Go Design Go

A Sourcer’s Secrets

· Katharine Earnhardt Talks Art ·

May 28, 2018

Interior Designers have a lot on their plate, no matter how well decorated that plate may be. Time after time, design proves to be a team sport. Here at GDG we want to help shed light on those who can be valuable members in an interior designer’s cabinet.

GDG took a walk down Mason Lane, a fictional street founded on the theory that “blank walls aren’t fun and buying art is tough.” Enter our tour guide, Katharine Earnhardt, a Brooklynite, mother of two (three if you count Baci the cat), columnist for Editor At Large and founder of Mason Lane Art Advisory Services.

 

“Buying art either directly or working with an art advisor, does not need to be intimidating or an overly fancy process. We’re not fancy at all – Yes, we buy some pricey pieces for clients, but pricey is a relative term, and our mission is to style walls,” Katharine said. To her, this means being creative to make a space complete!

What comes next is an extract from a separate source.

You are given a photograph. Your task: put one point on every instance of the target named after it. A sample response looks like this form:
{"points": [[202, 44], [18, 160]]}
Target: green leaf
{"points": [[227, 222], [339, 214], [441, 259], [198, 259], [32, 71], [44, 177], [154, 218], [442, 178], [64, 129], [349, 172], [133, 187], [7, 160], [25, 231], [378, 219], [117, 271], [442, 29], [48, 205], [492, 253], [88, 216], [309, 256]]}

Basically, art buying can be intimidating, not to mention overwhelming, but an art advisory service such as Mason Lane breaks down the process. Katharine effectively services clients and the trade through a strong background in art and business, and with a powerful love of design.

 

Before working in the Finance + Investment office at MoMA or doing business development at Christie’s, networking with museum trustees, flying to international art fairs and overseeing business development, Katharine studied art history and economics at Williams College and pursued an Art Business Masters from Sotheby’s Institute. However, long before these accomplishments, Katharine was a self-confessed hoarder – of coloring books.

“Every birthday party I had until age 13 was ‘Katharine’s Craft Party,’ hosted by my amazingly crafty grandma,” Katharine admitted. “I’m not sure what the catalyst was for these interests, but they were definitely the early signs of a life-long passion!”

Apart from seeing countless incredible interiors throughout her vast career, including Ronald Lauder’s house, and “not creepily” stalking every designer she can find to swoon over on social media, Katharine also joins design events at the D&D and interacts with top designers daily.

“Visiting showrooms provides constant inspiration for how materials, textures, colors and forms work together within a space. To me, art is a key part of any interior design. The most visually interesting interiors have diversity and cohesion – in colors, materials, etc,” Katharine said, “The same is true with art – getting a variety of media (paintings, photos, works on paper) and presenting them so it all works together is key.”

Katharine’s career has shown her the strong intersections between art and design – but also some of the confusions.

“I realized the void when I bought my first home and wanted art for the walls. Our designer was totally lost on the subject, and I’d been operating in the blue chip art world for 10 years without a firm grasp on where to get art I could afford,” she said. “I started to re-focus onto the world of interesting and accessible art.”

This was Katharine’s ‘A-Ha!’ moment, putting together all of her passions into one niche market that needed some nurturing. Today the biggest challenge designers face are understanding pricing, quality and maybe most importantly –knowing available resources.

“The art world is notoriously not transparent, so those outside of the art industry have a hard time understanding where to get art, if that art is “good” and if the price is right,” Katharine said.

To designers, Katharine suggests trying to overcome the art struggle by not trying to tackle it alone and by doing some deep research. Bringing in an art advisor, talking to gallerists or artists themselves can help educate clients whenever appropriate.

Katharine’s goal when working with designers is to make him/her look good for making a worthwhile referral and having the client’s space ultimately look amazing.

One free tip? Don’t provide too many options.

“People cannot make a decision when sent 20 thumbnail images of art – they need an edited list of no more than 4 per space, and a story about each so they can appreciate each option and decide accordingly,” Katharine added.

Furthermore, for a first-time art buyer, Katharine recommends in general (notwithstanding taste, space and budget) to tour a few art fairs to see a ton of art in person all in one venue. There are high end and lower priced art fairs, so clients can plan according to their budgets. Lastly, don’t be intimidated when asking questions in one of the most cryptic realms of design!

“The most important part is to take the pressure off. It’s JUST art. You don’t need to panic about whether you love it enough or just like it, if you’ll love it forever, or how it will fit into future homes that you may or may not have,” Katharine said. “Focus on learning about how the art is interesting to you, and you’ll get long-term enjoyment out of it.”